The report from Heyman and Martin suggests the Yankees’ best bet would be teams run by his former bosses in Texas. There’s the Rangers themselves, who are within four games of a playoff spot and could consider doing some buying. Seeing them go after a rental like Gallo would be surprising, though, as this is the first year of what the club hopes to be a multi-year competitive window. Players with a bit more control would be more obvious fits, though perhaps the Yankees are motivated enough to move on from Gallo that they package him with someone else or eat part of his salary. In the short-term, there’s certainly room for Gallo, given the club’s roster. The Rangers have been featuring an outfield mix of Adolis Garcia, Kole Calhoun, Brad Miller and Leody Taveras in recent days. Miller is having an even worse year than Gallo, slashing .210/.261/.347 for a wRC+ of 73. The club has also been featuring Mitch Garver at designated hitter most of the time, but he’s going to undergo season-ending surgery tomorrow.

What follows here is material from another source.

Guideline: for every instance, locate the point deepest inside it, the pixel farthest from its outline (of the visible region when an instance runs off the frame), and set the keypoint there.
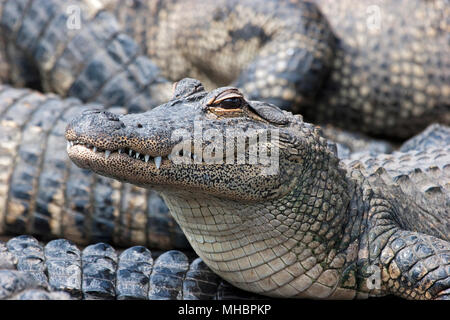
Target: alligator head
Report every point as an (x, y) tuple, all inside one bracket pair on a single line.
[(234, 173)]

There’s also the Padres, whose president of baseball operations A.J. Preller was in the Rangers’ front office when Gallo was drafted. They have been looking for outfield help for a while and have been snakebit by injuries to Wil Myers and Jurickson Profar. Nomar Mazara has stepped up and filled one spot admirably, but they’re still getting subpar production from Trent Grisham and Jose Azocar. Myers is nearing a return but was having a dismal campaign before landing on the injured list, meaning there’s no guarantee he’ll fix things once healthy. Despite those outfield struggles, the club is 49-37 and currently in possession of an NL Wild Card spot, making them clear deadline buyers.
There’s also the financial situation to consider with the Padres, as they are right up against the luxury tax and seem loath to cross it for a second straight year. Jason Martinez of Roster Resource calculates their CBT number to be $228.9, just shy of the $230MM first threshold. They have been trying to trade Myers and Eric Hosmer to get rid of some salary for quite some time, though without success thus far. They have also reportedly been considering trading a starting pitcher for the same reasons, with Blake Snell standing out as perhaps the most viable option. MLBTR’s Steve Adams recently took a detailed look at the situation. It would be a surprise for the Padres to create that breathing room and then use it on a dice roll like Gallo as opposed to someone currently having success. Though Preller has shown a tendency towards acquiring former Rangers like Profar, Mazara and Yu Darvish, meaning it can’t be completely discounted.